Schedule C LOCKUP/LEAK-OUT AGREEMENT

EX-10.5 6 lockupleakout_rcp.htm LOCK-UP/LEAK-OUT AGREEMENT- ROCHESTER CAPITAL PARTNERS Lock-Up/Leak-Out Agreement- Rochester Capital Partners
Schedule “C”

LOCKUP/LEAK-OUT AGREEMENT

THIS LOCKUP AGREEMENT dated as of 3-20-2007 (the "Agreement") is made by and between Rochester Capital Partners, LP., a California corporation (hereinafter referred to as the "Company"), and 221 Fund, LLC (hereinafter, referred to herein as the “Selling Shareholder”).

W I T N E S S E T H:

WHEREAS, pursuant to the terms and conditions of a certain Share Purchase Agreement by and between SalesRepCentral.Com, Inc., and 221 Fund, LLC., a Florida limited liability company, dated as of the date hereof among the Selling Shareholder and the Company (the "Share Purchase Agreement"), the Company has agreed to issue to the Selling Shareholder one million (1,000,000) shares of common stock, as more fully described in said Share Purchase Agreement; and

WHEREAS, to induce the Company to execute and deliver the Share Purchase Agreement, the Selling Shareholder has agreed to (“Lock-up”) not offer for sale, sell assign, pledge, issue, distribute, grant any option or enter into any contract for sale of or otherwise dispose of (any such action being hereafter referred to as a “Transfer”) any shares for a period of six (6) months from the closing date of the stock purchase agreement. The selling shareholder further agrees to limit the number of shares the Selling Shareholder can dispose of in any one (1) month period hereafter (“Leak-out”);

NOW, THEREFORE, in consideration of the premises and the mutual covenants contained herein and other good and valuable consideration, the receipt and sufficiency of which are hereby acknowledged, the Company and the Purchaser hereby agree as follows:

1. The Selling Stockholder agrees that for a period of six (6) months (the “6-month Lockup Period”) from the closing date of the stock purchase agreement, the Selling Shareholder will not, without the prior written consent of the then current Board of Directors of the Company, directly or indirectly, offer for sale, sell assign, pledge, issue, distribute, grant any option or enter into any contract for sale of or otherwise dispose of (any such action being hereafter referred to as a “Transfer”) of any shares owned. The selling stockholder agrees not to sell (the “12-month Leak-out Period”)more than 1/12 of the common stock shares of the Company in any one of the twelve (12), one (1) month periods that hereinafter comprise the 12-month Leak-out Period or any other securities of the Company.

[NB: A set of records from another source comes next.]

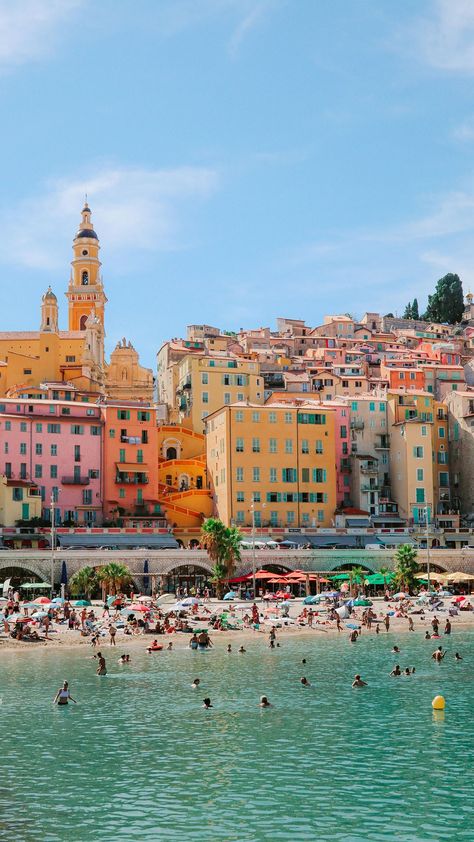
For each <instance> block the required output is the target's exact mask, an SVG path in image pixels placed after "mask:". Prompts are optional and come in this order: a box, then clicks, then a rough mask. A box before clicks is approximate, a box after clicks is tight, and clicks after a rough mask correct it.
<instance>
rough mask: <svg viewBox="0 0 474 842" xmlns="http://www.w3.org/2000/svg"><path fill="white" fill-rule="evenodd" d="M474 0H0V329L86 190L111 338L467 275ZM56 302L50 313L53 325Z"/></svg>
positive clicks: (10, 317) (420, 296)
mask: <svg viewBox="0 0 474 842" xmlns="http://www.w3.org/2000/svg"><path fill="white" fill-rule="evenodd" d="M473 77H474V3H473V2H471V0H425V1H424V0H408V1H407V2H405V3H393V2H392V0H379V2H377V3H374V2H373V0H135V2H129V0H95V2H92V0H15V2H14V3H12V2H10V0H0V102H1V114H2V118H3V119H2V129H3V130H2V132H1V136H0V149H1V161H2V168H1V190H0V222H1V230H2V237H1V241H0V270H1V272H2V283H1V285H0V330H8V329H10V330H14V329H22V328H23V329H35V328H36V327H37V326H38V324H39V316H38V312H39V301H40V297H41V294H42V293H43V291H44V290H45V289H46V287H47V286H48V284H51V285H52V286H53V288H54V290H55V291H56V293H57V294H58V297H60V294H61V293H62V292H64V291H65V290H66V286H67V282H68V278H69V260H70V258H71V241H72V237H73V234H74V231H75V228H76V225H77V222H78V219H79V211H80V207H81V203H82V200H83V195H84V193H85V192H86V191H87V193H88V197H89V203H90V205H91V207H92V210H93V218H94V223H95V227H96V230H97V232H98V234H99V236H100V238H101V246H102V252H101V256H102V261H103V275H104V283H105V286H106V291H107V294H108V297H109V305H108V311H107V325H106V327H107V342H108V347H109V349H110V348H111V347H113V346H114V344H115V343H116V341H117V339H118V338H120V337H122V336H126V337H127V338H128V339H131V340H132V341H133V342H134V344H135V346H136V347H137V349H138V350H139V351H140V353H141V356H142V360H143V361H144V362H145V363H146V364H147V365H150V366H153V367H154V365H155V353H156V350H157V349H158V348H159V346H160V344H161V343H162V342H163V341H164V339H166V338H168V337H171V336H180V335H183V334H184V332H185V326H186V324H188V323H192V322H197V323H200V322H202V321H206V322H207V323H210V324H217V325H219V326H221V327H223V328H227V329H234V328H237V329H238V328H239V327H247V326H248V327H250V326H260V325H270V326H273V325H274V323H275V319H276V317H277V316H288V317H292V318H305V319H306V320H307V322H308V323H310V324H317V323H319V322H320V320H321V319H322V316H323V315H324V314H325V313H331V312H334V313H336V312H341V311H342V312H346V311H349V312H352V313H354V314H355V315H356V316H357V315H361V314H362V313H363V312H364V311H365V310H367V309H368V310H377V311H381V312H388V311H394V312H395V311H400V310H402V309H403V307H404V305H405V304H406V302H407V301H408V300H409V299H411V298H413V297H414V296H415V295H417V296H418V298H419V300H420V306H424V304H425V301H426V295H427V293H428V292H429V291H430V290H431V289H432V288H433V286H434V284H435V282H436V280H437V279H438V278H439V277H440V276H441V275H443V274H445V273H446V272H448V271H454V272H458V273H459V274H460V275H461V277H462V279H463V282H464V287H465V290H467V288H468V287H470V286H471V285H472V287H473V288H474V269H473V267H474V237H473V228H474V167H473V151H474V87H473ZM65 304H66V302H65V300H64V302H63V303H62V318H61V321H62V326H63V327H65V326H66V306H65Z"/></svg>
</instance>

2. In furtherance of the foregoing, the Company and its transfer agent and registrar are hereby authorized to decline to make any transfer of any security if such transfer would constitute a violation or breach of this Agreement. The provisions of this Agreement shall be binding on the undersigned and the assigns, heirs, and personal representatives of the undersigned and shall be for the benefit of the Company and the Selling Shareholder.

IN WITNESS WHEREOF, this Agreement has been duly executed by the legally authorized representatives of the undersigned on March 20, 2007.
 
"Company"
SALESREPCENTRAL.COM, INC.


By: /s/ Scott Gallagher     
___________________________, President 


"SELLING SHAREHOLDER"

 
By: /s/ Gary Rasmussen     
Gary Rasmussen/Rochester Capital Partners, LP.